The Securities and Exchange Board of India (Sebi) has proposed to increase the net worth requirement for stock brokers manifold, amid a spate of defaults by brokers and several instances of misuse of client securities.
Currently, the networth requirement for brokers differs for each segment and functions they reform. For instance, a so-called professional clearing member (PCM) or a trading and clearing member (TM & CM) is required to have networth of Rs 3 crore for the cash segment and another Rs 3 crore for the equity derivatives segment.
Sebi has proposed that the base networth for PCM should be increased to Rs 25 crore by October 2022 and further to Rs 50 crore a year later. Some large brokers may even have to show higher net worth if the 10 per cent of the average daily cash balance of their clients they retain exceeds Rs 50 crore or other slabs prescribed by the regulator.
In a discussion paper, Sebi has said the current net worth thresholds were set two decades ago and given the increase in the number of new accounts, there is a need to relook at the parameters.
“The failure of the capital market intermediaries to meet client obligations may arise out of the operational risk, using client money for other client or proprietary trading. The current minimum capital norms do not adequately address these risks,” the regulator has said, inviting public feedback until October 18.
The regulator has said the balance sheet of brokers are be monitored and commensurate with the operational risk they take with respect to its clients.
Industry players said the latest proposals will put further pressure on the brokers, who have been grappling with several regulatory changes.
Some players have questioned the timing of the move.
“After the introduction of pledge re-pledge norms and barring brokers from accessing client securities, the risks have gone down significantly. Most brokers act as pass-through intermediaries. Higher base capital norms will reduce the number of players in the segment, stifle competition and innovation,” said a founder of a small-sized brokerage.
Post the Covid-19 pandemic, the industry has seen record number of first-time investors.
“The significant increase in the number of investors participating in the securities market, it seems appropriate that a review of net worth of the members… it was observed that existing base net worth requirements are very miniscule compared to the business that TMs are undertaking and the number of clients that they have,” Sebi has said.
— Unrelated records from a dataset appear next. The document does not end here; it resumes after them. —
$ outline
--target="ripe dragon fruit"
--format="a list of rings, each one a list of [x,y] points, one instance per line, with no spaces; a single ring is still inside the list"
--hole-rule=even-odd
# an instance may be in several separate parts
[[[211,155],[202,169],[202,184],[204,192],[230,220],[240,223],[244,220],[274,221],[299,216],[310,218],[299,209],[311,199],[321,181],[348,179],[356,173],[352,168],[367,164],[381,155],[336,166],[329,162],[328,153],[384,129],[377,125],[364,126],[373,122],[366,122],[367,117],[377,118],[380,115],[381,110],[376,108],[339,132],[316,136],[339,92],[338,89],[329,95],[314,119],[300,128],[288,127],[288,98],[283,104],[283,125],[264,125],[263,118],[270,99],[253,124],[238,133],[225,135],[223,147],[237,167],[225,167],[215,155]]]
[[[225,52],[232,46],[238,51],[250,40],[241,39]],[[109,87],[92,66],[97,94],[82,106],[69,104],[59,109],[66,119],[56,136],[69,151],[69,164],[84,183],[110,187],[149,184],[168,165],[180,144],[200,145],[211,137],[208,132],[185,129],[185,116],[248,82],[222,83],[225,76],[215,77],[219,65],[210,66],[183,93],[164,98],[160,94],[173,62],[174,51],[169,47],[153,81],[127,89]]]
In recent years, Sebi has hiked networth of several other intermediaries. In 2014, it increased the networth requirement for asset management company from Rs. 10 crore to Rs. 50 crore. In 2019, networth of portfolio managers was revised from Rs 2 crore to Rs 5 crore and that of credit rating agencies was also revised from Rs 5 crore to Rs 25 crore.
Sebi has said higher net worth requirements for the broking industry will ensure client safety.
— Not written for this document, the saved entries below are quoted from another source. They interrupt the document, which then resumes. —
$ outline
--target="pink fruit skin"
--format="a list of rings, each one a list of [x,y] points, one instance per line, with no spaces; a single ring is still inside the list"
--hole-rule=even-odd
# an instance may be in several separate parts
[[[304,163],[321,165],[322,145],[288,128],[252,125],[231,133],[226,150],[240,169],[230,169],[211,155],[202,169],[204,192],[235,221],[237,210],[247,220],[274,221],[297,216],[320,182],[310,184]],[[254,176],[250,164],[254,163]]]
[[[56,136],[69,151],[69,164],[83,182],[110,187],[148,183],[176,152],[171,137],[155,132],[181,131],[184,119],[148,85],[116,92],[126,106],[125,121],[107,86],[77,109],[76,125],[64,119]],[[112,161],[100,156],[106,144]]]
“Handling of funds and securities results in their clients having a credit exposure against them. From the point of view of market safety, it is crucial that the risk of loss of clients’ assets in the event of default by the intermediary is mitigated, regardless of such default being on account of own trading or non-trading losses of the intermediary or due to default of another fellow customer,” the regulator has said.
Sebi has also proposed to increase the net worth requirement for stockbrokers who act as depository participants, to Rs 5 crore by October 2023 onwards.
The regulator has said the computation of net worth will be based on the recommendations made by the LC Gupta committee.